A proposta inicial se baseia na idéia de unificar todos,
com exceção dos militares, trabalhadores públicos
e da iniciativa privada, em um sistema básico único
de Previdência, com um teto máximo de benefícios
próximo do valor atualmente pago pelo Instituto Nacional
do Seguro Social (INSS), fixado em R$ 1.561,56. “Todo sistema
previdenciário é um acordo entre os trabalhadores
e o Estado”, afirma Hélio Zylberstajn, professor da
Faculdade de Economia, Administração e Contabilidade
(FEA) da USP e especialista no tema. “É como acontece
todos os dias, em diferentes tipos de contratos: quando uma das
partes percebe que não vai conseguir cumprir o acordo, ela
se senta com a outra para negociar uma nova forma de honrar seus
compromissos.”
Direitos
garantidos
Atualmente,
o sistema previdenciário brasileiro, incluindo o INSS e os
sistemas próprios da União, Estados e municípios,
apresenta um déficit global da ordem de R$ 70 bilhões.
Entretanto, o Ministério da Previdência Social reconhece
que uma eventual aprovação da reforma não impedirá
o crescimento do déficit no curto prazo. O início
da reversão dessa curva é esperada pelos técnicos
num prazo entre oito e dez anos.
De
acordo com o plano do governo, para quem está na ativa e
já contribuiu para a Previdência, a idéia é
respeitar os direitos acumulados até a data da aprovação
da reforma. A partir daí, passará a vigorar para esses
trabalhadores a regra universal, o que significa que suas aposentadorias
serão compostas de uma parte formada a partir das normas
atuais e outra parte definida pelas novas regras.

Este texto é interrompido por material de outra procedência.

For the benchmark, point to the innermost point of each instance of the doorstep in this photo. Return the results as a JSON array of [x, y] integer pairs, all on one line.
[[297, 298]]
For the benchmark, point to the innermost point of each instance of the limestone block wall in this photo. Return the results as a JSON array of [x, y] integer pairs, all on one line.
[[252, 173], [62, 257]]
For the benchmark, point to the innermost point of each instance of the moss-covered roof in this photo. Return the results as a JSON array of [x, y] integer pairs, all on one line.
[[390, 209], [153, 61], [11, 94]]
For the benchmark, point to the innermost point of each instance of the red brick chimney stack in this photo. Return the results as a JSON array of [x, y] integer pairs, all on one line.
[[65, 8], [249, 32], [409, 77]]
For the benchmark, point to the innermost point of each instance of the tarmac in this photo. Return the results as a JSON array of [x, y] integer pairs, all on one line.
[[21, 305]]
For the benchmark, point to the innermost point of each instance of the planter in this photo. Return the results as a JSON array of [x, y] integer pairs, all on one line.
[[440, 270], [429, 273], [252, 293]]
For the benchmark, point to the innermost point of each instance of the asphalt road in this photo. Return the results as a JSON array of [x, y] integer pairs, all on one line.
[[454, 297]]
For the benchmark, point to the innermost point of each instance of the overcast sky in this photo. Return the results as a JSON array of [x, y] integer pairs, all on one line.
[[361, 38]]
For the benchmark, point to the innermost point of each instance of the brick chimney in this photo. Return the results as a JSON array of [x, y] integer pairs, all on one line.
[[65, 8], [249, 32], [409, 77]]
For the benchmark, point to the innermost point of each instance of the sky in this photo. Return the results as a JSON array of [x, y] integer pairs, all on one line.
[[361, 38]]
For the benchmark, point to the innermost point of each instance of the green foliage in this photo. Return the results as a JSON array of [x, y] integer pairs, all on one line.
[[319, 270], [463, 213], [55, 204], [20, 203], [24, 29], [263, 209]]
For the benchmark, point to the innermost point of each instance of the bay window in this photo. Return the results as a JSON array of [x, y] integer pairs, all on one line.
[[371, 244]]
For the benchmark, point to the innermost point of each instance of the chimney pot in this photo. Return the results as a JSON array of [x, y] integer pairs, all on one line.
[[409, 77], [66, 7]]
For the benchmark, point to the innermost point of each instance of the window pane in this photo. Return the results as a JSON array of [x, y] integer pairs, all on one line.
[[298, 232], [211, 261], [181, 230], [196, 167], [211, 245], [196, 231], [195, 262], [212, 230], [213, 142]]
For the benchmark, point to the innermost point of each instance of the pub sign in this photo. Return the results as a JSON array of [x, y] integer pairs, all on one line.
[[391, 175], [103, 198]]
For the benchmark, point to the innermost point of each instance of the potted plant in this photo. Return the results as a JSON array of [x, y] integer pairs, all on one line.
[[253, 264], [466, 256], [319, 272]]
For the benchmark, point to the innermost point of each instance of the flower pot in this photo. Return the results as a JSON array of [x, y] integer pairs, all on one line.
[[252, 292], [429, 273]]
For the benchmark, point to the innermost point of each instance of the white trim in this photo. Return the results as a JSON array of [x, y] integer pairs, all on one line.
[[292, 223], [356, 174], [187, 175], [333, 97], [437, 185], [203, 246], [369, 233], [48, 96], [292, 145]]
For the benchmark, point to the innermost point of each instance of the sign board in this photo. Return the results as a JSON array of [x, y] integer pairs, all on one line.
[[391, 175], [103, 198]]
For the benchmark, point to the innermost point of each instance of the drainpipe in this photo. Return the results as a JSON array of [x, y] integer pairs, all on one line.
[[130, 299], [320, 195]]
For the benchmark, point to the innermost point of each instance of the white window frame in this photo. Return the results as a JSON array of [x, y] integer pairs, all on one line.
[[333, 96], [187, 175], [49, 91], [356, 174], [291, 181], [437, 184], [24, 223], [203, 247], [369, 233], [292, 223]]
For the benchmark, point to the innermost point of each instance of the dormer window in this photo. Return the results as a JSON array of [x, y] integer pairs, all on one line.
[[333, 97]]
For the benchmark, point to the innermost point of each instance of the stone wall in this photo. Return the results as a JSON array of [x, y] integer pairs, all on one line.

Segundo Zylberstajn,
não há motivos para preocupação pois
a transição seguirá o critério da progressividade,
pelo qual quanto mais tempo de contribuição o trabalhador
tiver no sistema atual menor será o efeito da reforma para
ele. “Por exemplo, um funcionário público autárquico
com salário de R$ 4 mil e 33 anos de contribuição,
faltando dois anos para se aposentar, terá direito a 33/35
avos do seu salário, ou seja, sua aposentadoria será
quase integral”, explica o docente. “A diferença
de dois anos será calculada sobre sua contribuição
nesse período, a qual será feita a partir das novas
regras, com base nos valores do teto máximo e do seu salário,
e o resultado será somado ao restante dando, no final, um
número muito próximo do que seria o salário
integral. E, no caso de quem já tem tempo suficiente para
se aposentar mas ainda não fez seu pedido de aposentadoria,
continuará tendo o direito de receber seu salário
integral.”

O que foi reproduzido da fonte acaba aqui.